Harnessing AI Efficiency Without Compromising Confidentiality – Q3 2026 Facts & Findings
By Dave DaSilva, SVP of Product Management and Engineering
By Dave DaSilva, SVP of Product Management and Engineering
By Dave DaSilva, SVP of Product Management and Engineering
Excerpt from NALA’s Facts & Findings Q3 Issue, September 1, 2026.
AI is rapidly becoming part of the day-to-day infrastructure of how litigation teams research, review, and prepare cases. From natural language searches of deposition transcripts to automated chronologies and draft outlines, AI-driven tools can dramatically compress timelines and surface insights that might otherwise be missed.
However, in a profession built on confidentiality, privilege, and trust, any technology that touches client data must be held to a much higher standard. In the era of AI, data privacy and confidentiality are going to become even more important. Firms that do not have solid practices in place for handling confidential material with AI may find themselves liable if that same material ends up in a large language model, available to parties that should never have had access.

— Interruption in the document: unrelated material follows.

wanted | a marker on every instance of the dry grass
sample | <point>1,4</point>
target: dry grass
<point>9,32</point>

At the same time, consumers and witnesses are becoming more aware of how their data is captured and processed, whether through facial recognition, biometrics, or analytics. As that awareness grows, regulators are already moving to provide additional protection, either with new AI-specific regulations or by strengthening existing privacy frameworks. We may even face a future where consumers, witnesses, and staff have rights similar to those granted under the California Consumer Privacy Act (CCPA), but tailored to AI systems.
For legal teams, the challenge is not whether to adopt AI, but how to capture the efficiency gains without compromising confidentiality, ethics, or compliance.